Interrogée sur la possibilité de voir cette loi votée sous la 15ème Législature, Khady Sarr affiche un optimisme mesuré : «Oui, en ce qui nous concerne, on fera de notre possible pour d’abord nous faire accompagner en termes de capacitation par les spécialistes, mais également porter la loi, le projet de loi, aller vers les circuits pour voir où il y a blocage et le porter au sein de l’Assemblée. Le travail qu’on a fait de l’Assemblée, c’est de faire des progrès. C’est de faire en sorte que les choses s’améliorent et nous ne nous arrêtons pas.»

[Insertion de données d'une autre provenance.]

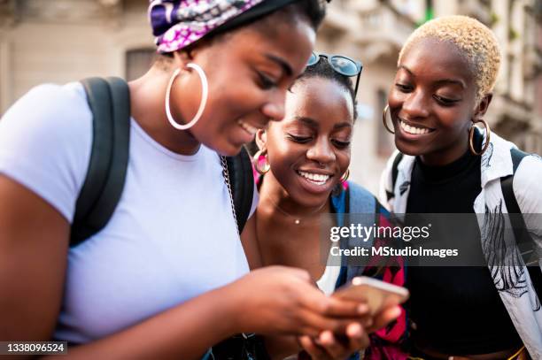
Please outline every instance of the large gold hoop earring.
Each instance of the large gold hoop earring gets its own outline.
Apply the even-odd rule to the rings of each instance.
[[[196,123],[201,119],[201,115],[203,114],[204,110],[205,109],[205,105],[207,103],[207,97],[209,96],[209,83],[207,81],[207,76],[205,75],[205,72],[197,64],[190,63],[186,65],[186,67],[194,69],[197,75],[199,75],[199,79],[201,80],[201,101],[199,102],[199,108],[197,108],[197,112],[194,116],[194,118],[189,121],[188,124],[179,124],[171,113],[171,110],[169,108],[169,97],[171,95],[171,88],[174,80],[181,73],[181,69],[176,69],[171,78],[169,79],[169,82],[167,83],[167,88],[166,88],[166,116],[167,117],[167,120],[171,124],[172,126],[176,128],[177,130],[188,130],[192,127]]]
[[[384,108],[383,112],[382,113],[382,121],[383,122],[384,127],[386,128],[386,130],[388,130],[388,133],[395,134],[394,131],[391,131],[391,129],[390,129],[390,127],[388,127],[388,124],[386,123],[386,118],[388,117],[388,110],[390,110],[390,105],[386,105],[386,107]]]
[[[267,150],[258,150],[258,152],[256,154],[254,154],[254,157],[252,157],[252,161],[254,164],[254,169],[256,169],[256,171],[258,172],[259,174],[260,175],[265,175],[266,173],[267,173],[269,172],[269,169],[271,169],[271,165],[269,165],[269,161],[267,160],[267,157],[266,156]],[[261,168],[259,166],[259,158],[261,157],[264,157],[264,166],[263,168]]]
[[[350,169],[346,169],[346,172],[341,176],[341,181],[346,181],[350,177]]]
[[[485,145],[484,145],[484,148],[482,148],[482,150],[480,152],[476,152],[476,150],[475,150],[474,149],[474,132],[475,132],[475,127],[476,127],[476,124],[479,122],[484,124],[484,127],[485,127],[486,136],[485,136]],[[470,152],[479,157],[484,155],[484,153],[485,152],[485,150],[487,150],[487,148],[489,147],[491,137],[492,137],[492,130],[490,129],[489,125],[487,124],[485,120],[481,119],[477,121],[473,121],[472,126],[470,127],[470,130],[468,131],[468,147],[470,148]]]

Face aux changements politiques, il est crucial de reprendre le processus avec les députés de la 15ème législature. C’est dans ce cadre que le Forum civil a organisé l’atelier à la Somone, visant à renforcer les capacités des députés de la Commission santé de l’Assemblée nationale sur les projets de textes relatifs au tabac. L’objectif est qu’ils «puissent maîtriser les enjeux liés aux conséquences du tabagisme et de porter le plaidoyer pour la protection de la jeunesse, des femmes et des filles». Cet atelier a spécifiquement abordé les aspects liés au tabagisme passif et aux Produits du tabac nouveaux et émergents (Ptne). Dr Abdoul Aziz Kassé, retraité du service de santé des armées et de l’université Cheikh Anta Diop, acteur de longue date dans la lutte contre le tabagisme, apporte son soutien indéfectible à cette initiative. Il rappelle avec force les dangers du tabac : «toutes les formes de tabagisme sont dangereuses, que ce soit le tabac, la cigarette, le cigare, la pipe, la chicha, les cigarettes électroniques. Comme je l’ai dit, le vendeur va tuer la moitié des fumeurs, donc on ne peut pas laisser faire», précise Dr Kassé. Il salue l’approche de la présidente Sarr : «C’est pourquoi vous comprendrez que madame la présidente, avec un bruit, a repris exactement tout ce qu’il fallait dire sur la question.» Il souligne l’importance d’augmenter encore plus les taxes sur le tabac, non seulement pour dissuader les fumeurs, mais aussi pour récupérer de l’argent pour le Trésor public et soigner les malades avec cette manne. Dr. Kassé insiste également sur la nécessité d’interdire le tabac dans tous les lieux publics et ouverts au public. Il alerte sur le fait que les fumeurs ne se tuent pas seulement eux-mêmes, mais «ils tuent en plus les non-fumeurs. Ils tuent deux fois plus que le paludisme des non-fumeurs. C’est inadmissible».
Un point économique crucial soulevé par le Dr Kassé concerne la répartition des revenus générés par le tabac. «Aujourd’hui, l’argent que génère le tabac, il n’y a que 25% qui reviennent à nos pays. Les 75% vont chez le vendeur et le producteur. Dans les pays structurés, 75% de l’argent reviennent à l’Etat et 25% aux producteurs et aux vendeurs. C’est ça qu’il faut inverser», espère Dr Kassé.